On 17 June 2026, ministers signed the English Devolution and Community Empowerment Act 2026 (Commencement No. 1 and Saving) Regulations 2026. The title is a mouthful, but legislation.gov.uk makes the practical effect clear: from 18 June, some mayoral elections in England must be run using the supplementary vote system. That sounds dry, but it changes a basic question on the ballot paper: do you mark only a first choice, or can you also give a second preference? For voters, candidates and election teams, that is not a small detail. It shapes how campaigns speak to the public and how winning votes are counted.

If the phrase supplementary vote feels unfamiliar, here is the plain-English version. You are usually asked for a first preference and a second preference. If one candidate wins more than half of first-preference votes straight away, they are elected. If nobody clears that mark, only the top two stay in the contest, and second preferences from eliminated candidates are then checked to see whether they help either of the final two. **What this means:** the system is meant to reward not just strong first-choice support, but wider acceptability as well. A candidate may still need loyal backing, but being an acceptable second choice for lots of voters can matter too.

The regulation does not rewrite every local election in England. It is aimed at elections for combined authority mayors and combined county authority mayors, which are the mayors who lead some wider regional bodies rather than a single council area. Although section 63 carries a title mentioning mayors and police and crime commissioners, the provisions actually commenced here are the ones the explanatory note says require these two kinds of mayoral election to be conducted using supplementary vote. This is also a useful reminder that legislation often works in stages. A law can be passed first and brought into force later through commencement regulations. If you have ever wondered why a new Act exists on paper before you notice any practical change, that is often the reason.

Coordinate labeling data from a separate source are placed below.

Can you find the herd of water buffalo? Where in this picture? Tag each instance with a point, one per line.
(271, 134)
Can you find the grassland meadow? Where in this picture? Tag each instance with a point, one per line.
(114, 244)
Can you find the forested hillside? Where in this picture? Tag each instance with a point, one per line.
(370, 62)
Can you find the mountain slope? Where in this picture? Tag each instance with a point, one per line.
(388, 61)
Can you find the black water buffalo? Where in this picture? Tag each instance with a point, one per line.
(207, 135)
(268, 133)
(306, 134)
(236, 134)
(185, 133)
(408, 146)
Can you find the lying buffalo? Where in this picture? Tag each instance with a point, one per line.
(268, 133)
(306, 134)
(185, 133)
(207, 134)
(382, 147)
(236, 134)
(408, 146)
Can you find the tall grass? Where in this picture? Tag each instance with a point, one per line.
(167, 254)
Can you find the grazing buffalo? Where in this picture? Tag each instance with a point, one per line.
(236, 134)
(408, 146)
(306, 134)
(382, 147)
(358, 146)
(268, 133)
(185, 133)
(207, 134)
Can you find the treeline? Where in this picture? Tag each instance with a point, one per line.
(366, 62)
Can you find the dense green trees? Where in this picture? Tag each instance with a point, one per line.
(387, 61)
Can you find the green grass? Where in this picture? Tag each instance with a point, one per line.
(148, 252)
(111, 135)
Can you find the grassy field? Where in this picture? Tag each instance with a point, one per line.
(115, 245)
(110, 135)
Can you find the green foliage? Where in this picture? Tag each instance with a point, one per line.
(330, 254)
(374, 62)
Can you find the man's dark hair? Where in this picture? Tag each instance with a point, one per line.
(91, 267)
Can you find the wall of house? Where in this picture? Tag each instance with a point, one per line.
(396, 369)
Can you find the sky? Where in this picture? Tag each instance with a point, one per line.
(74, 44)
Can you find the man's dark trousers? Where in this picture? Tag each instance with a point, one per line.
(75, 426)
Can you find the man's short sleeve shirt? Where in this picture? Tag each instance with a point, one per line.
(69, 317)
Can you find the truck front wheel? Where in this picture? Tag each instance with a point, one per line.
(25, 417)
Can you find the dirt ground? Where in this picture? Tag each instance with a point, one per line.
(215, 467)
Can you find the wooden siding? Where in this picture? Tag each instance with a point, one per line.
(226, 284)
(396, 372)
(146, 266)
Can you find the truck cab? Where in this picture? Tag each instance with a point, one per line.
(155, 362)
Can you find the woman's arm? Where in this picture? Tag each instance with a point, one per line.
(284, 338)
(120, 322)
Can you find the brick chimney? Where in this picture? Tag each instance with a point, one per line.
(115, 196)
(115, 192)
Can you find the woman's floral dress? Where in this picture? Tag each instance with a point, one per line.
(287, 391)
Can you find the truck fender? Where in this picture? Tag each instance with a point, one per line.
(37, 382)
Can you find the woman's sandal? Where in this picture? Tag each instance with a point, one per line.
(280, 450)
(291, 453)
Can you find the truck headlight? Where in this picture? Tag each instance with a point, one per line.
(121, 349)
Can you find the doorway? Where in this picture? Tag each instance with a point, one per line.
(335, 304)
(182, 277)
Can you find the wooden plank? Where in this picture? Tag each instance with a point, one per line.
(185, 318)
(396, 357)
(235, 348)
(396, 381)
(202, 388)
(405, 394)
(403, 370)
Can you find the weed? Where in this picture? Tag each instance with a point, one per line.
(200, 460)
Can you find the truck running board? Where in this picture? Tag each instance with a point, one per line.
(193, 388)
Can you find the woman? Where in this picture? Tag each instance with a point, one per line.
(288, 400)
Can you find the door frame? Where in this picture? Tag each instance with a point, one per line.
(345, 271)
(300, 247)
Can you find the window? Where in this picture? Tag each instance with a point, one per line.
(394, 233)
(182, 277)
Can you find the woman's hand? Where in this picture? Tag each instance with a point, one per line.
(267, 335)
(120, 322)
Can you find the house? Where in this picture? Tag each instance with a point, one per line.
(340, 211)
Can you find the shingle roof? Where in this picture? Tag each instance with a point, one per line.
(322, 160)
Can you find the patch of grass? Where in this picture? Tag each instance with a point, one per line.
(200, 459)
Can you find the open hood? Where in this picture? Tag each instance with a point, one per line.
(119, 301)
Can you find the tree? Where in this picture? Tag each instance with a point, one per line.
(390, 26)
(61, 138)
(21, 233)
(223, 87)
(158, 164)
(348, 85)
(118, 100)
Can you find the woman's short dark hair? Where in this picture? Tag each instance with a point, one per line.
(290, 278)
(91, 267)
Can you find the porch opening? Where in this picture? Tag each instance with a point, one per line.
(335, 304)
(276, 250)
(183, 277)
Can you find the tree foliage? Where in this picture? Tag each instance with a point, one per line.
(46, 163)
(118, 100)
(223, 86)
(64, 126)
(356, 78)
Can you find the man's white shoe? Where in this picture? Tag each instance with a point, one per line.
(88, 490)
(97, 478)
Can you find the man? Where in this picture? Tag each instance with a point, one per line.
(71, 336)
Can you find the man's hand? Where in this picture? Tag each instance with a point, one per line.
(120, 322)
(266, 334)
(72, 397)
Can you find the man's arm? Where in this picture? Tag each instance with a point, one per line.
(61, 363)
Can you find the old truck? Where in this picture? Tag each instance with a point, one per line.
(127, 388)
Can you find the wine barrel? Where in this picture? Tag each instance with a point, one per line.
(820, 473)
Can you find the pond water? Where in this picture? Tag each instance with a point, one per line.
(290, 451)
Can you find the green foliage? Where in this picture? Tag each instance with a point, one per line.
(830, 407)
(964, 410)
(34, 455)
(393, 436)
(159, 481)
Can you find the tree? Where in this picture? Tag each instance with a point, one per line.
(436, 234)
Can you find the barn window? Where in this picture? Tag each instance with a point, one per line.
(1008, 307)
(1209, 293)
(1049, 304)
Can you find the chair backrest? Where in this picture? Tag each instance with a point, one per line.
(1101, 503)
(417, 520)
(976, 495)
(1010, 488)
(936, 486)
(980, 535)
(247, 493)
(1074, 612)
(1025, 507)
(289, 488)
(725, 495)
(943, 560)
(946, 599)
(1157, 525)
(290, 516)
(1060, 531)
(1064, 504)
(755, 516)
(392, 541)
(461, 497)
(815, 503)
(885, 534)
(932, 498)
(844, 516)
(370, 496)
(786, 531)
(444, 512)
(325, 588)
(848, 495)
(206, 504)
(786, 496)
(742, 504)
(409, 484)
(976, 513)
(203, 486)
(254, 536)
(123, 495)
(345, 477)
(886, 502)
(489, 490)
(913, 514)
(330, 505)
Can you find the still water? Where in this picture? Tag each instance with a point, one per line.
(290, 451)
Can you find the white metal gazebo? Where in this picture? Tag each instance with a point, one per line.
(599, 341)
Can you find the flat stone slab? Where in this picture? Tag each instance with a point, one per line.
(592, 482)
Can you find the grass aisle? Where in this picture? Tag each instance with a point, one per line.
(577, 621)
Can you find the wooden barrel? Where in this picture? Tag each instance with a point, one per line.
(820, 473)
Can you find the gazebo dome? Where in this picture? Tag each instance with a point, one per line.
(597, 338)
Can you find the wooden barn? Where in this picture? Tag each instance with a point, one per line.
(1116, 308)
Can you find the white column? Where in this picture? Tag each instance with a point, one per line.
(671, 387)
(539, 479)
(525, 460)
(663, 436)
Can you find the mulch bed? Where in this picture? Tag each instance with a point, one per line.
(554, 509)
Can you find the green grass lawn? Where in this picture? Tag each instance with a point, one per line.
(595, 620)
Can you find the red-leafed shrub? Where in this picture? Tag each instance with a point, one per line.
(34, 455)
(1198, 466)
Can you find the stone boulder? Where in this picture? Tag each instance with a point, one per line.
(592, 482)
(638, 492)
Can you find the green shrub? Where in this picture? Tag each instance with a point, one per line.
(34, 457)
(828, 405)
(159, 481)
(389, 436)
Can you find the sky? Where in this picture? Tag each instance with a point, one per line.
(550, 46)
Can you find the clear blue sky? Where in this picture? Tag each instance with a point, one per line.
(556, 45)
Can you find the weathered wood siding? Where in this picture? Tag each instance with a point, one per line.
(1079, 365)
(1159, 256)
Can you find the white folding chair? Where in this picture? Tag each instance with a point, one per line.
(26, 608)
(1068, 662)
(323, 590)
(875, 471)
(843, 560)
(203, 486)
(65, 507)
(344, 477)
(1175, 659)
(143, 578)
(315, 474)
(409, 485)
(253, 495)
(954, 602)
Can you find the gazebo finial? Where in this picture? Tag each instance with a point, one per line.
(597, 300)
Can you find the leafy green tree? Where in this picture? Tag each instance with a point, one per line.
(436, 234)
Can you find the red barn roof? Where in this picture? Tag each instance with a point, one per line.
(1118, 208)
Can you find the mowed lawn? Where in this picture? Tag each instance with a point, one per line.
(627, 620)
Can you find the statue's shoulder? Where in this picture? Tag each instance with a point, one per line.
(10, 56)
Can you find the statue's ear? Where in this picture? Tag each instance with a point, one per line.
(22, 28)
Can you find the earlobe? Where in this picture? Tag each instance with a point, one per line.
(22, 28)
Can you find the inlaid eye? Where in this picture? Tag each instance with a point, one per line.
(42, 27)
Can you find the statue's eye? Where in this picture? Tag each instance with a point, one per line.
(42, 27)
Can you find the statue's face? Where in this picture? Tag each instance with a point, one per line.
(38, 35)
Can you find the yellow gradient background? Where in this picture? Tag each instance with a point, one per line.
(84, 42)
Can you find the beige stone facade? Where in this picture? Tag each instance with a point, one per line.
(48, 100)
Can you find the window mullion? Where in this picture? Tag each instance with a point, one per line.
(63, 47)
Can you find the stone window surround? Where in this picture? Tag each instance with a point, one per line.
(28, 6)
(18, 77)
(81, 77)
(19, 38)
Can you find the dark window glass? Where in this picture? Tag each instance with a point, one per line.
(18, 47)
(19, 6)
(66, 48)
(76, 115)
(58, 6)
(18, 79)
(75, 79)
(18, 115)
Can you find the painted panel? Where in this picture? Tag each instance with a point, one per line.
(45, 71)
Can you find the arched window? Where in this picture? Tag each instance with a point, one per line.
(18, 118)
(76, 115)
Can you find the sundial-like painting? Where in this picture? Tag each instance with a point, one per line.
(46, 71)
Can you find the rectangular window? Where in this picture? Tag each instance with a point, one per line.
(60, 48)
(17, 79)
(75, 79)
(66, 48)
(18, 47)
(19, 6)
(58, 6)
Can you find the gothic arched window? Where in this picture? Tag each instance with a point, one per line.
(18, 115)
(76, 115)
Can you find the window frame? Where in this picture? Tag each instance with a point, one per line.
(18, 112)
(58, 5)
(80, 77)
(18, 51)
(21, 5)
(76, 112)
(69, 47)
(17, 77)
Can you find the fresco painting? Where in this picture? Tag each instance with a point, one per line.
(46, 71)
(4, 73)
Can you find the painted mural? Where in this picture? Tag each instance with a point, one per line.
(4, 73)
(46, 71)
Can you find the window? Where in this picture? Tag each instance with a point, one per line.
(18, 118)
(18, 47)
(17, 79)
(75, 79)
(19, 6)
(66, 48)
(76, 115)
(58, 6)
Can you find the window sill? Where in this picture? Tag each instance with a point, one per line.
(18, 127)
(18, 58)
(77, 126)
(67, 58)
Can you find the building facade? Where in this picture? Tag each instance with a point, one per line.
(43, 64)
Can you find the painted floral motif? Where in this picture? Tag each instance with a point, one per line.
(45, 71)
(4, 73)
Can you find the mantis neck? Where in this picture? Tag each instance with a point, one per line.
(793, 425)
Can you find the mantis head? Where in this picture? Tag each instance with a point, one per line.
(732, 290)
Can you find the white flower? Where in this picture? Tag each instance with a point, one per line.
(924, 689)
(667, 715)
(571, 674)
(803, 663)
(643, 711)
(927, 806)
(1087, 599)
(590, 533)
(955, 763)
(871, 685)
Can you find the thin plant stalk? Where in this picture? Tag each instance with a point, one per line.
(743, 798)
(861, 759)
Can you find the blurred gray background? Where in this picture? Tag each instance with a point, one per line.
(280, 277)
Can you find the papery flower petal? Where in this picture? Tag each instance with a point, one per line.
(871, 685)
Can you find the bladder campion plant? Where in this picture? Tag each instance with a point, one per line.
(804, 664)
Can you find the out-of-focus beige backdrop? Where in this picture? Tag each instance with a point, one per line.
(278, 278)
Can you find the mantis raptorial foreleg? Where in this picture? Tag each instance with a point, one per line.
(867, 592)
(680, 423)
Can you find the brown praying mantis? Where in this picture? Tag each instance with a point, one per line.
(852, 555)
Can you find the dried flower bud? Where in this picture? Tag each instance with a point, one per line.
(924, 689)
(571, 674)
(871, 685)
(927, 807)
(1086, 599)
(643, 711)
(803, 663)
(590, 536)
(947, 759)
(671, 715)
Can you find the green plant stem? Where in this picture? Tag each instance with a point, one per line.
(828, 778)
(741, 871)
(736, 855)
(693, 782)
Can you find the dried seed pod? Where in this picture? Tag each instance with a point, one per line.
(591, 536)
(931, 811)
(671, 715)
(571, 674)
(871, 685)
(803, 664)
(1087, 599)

The word saving in the title is easy to miss, but it matters. In legal writing, a saving provision keeps the old rule in place for a limited set of cases. Here, regulation 3 says the new supplementary vote changes do not apply if the notice of election was published before 18 June 2026. That notice is the formal step that starts an election timetable. **Why timing matters:** if an election has already been officially launched, the system used for that contest stays as it was. That helps avoid a mid-campaign switch in ballot design, voter instructions and counting rules. So when you are checking what system your area will use, the key question is not only when polling day falls, but when the notice of election was issued.

For upcoming mayoral elections, that cut-off date could be the difference between a ballot that asks for first and second preferences and a ballot that still uses the rules already in place when the contest was called. That is why a technical line in a statutory instrument matters far beyond Westminster or Whitehall. It affects campaign leaflets, public information, candidate strategy and the way local media explain the race. It also matters for media literacy. Electoral rules can change quietly, in legal language that most people will never sit down and read. Our job, and yours as a careful reader, is to translate that into the real-life question voters actually face: what will my ballot paper look like when I arrive at the polling station?

The explanatory note says this is the first set of commencement regulations made under the 2026 Act. It also says an impact assessment, with an addendum on the supplementary vote provision, expects no significant effect on business, charities or the public and voluntary sector. That may sound reassuringly administrative, but for democratic participation the change is still important because clarity on voting rules helps people take part with confidence. So the simplest reading of this instrument is also the most useful one. From 18 June 2026, some English mayoral elections are to use the supplementary vote system, but not if the election was already formally under way because its notice of election was published before that date. When legal wording gets this dense, it helps to bring it back to three plain questions: who is voting, how do they mark the ballot, and when does the new rule start?